Global Strategy Outlook

Why BREXIT may not happen…

Britain could exit from ‘Brexit’ – these articles explain why

The UK is facing an unprecedented political crisis. The June 23rd referendum vote ended with the majority of Brits voting to leave the European Union. Article 50 will need to be triggered by the new prime minister, kick-starting negotiations with the EU. But according to these recent articles on Savvy Investor, a Brexit from the EU is not at all guaranteed.

union-jack-britain-brexit

“Bracksies”: how Brexit could wind up not actually happening (Vox)
Dylan Matthews presents three scenarios which may prevent a British exit from the EU. First, the Scottish Parliament could veto Brexit. Second, the next Prime Minister could simply delay invoking Article 50 by having another referendum. Third, a general election could be called before invoking Article 50, giving the next government a mandate to cancel the referendum results.

How Britain Could Exit ‘Brexit’ (The New York Times)
David Cameron has said that the referendum decision is binding and that it is for his successor to decide when to start the process of implementing the decision. But in reality, the referendum is not legally binding. It could be ignored, but that would be political suicide and would fuel more extreme voices. A Scottish veto, though deeply unpopular, would offer a more legitimate rejection of the referendum.

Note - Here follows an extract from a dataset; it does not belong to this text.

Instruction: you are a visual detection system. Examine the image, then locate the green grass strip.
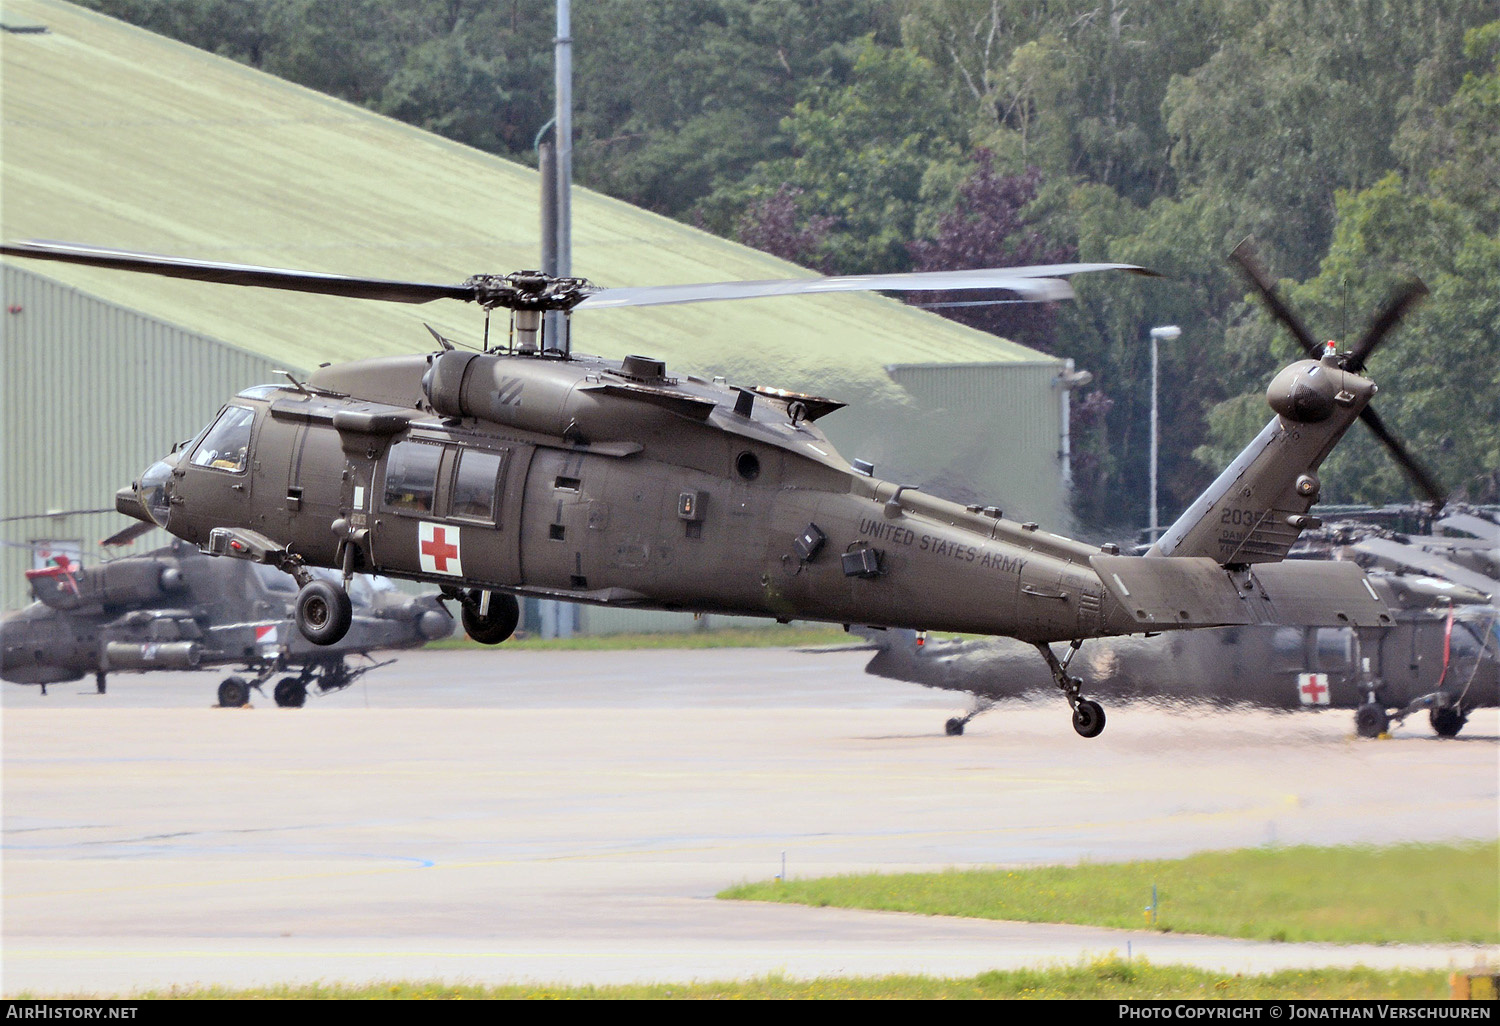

Brexit? Maybe not, after all (Politico)
Tom McTague and Alex Spence discuss different paths Britain could take to avoid leaving the EU. These include a second renegotiation, invoking parliamentary sovereignty, new elections to bring in a pro-EU PM who then refuses to invoke Article 50, and using a “Scottish backdoor” to escape the referendum result.

Why Brexit Might Not Happen at All (New Yorker)
If Boris Johnson succeeds David Cameron, it is unclear when he might invoke Article 50. He wrote in the Telegraph newspaper that Britain’s departure from the EU “will not come in any great rush”. The Leave vote is purely advisory and so a final decision still rests with Parliament. If Johnson ends up in a corner and can’t guarantee British firms access to the European market, without allowing free movement of people from the continent, would he still support leaving the EU?

Hugo Dixon: Follow Merkel on Brexit – and keep cool (Reuters)
Hugo Dixon writes that many Brits are regretting their decision to vote to leave the EU now that the reality is unfolding. Voter dissatisfaction may grow when the next prime minister sets out his or her exit plan. It will become clear that many of the promises made by Boris Johnson and the Leave campaign  – crucially that it would be possible to get access to the EU’s single market whilst ending the right of EU citizens to come to Britain – are inconsistent.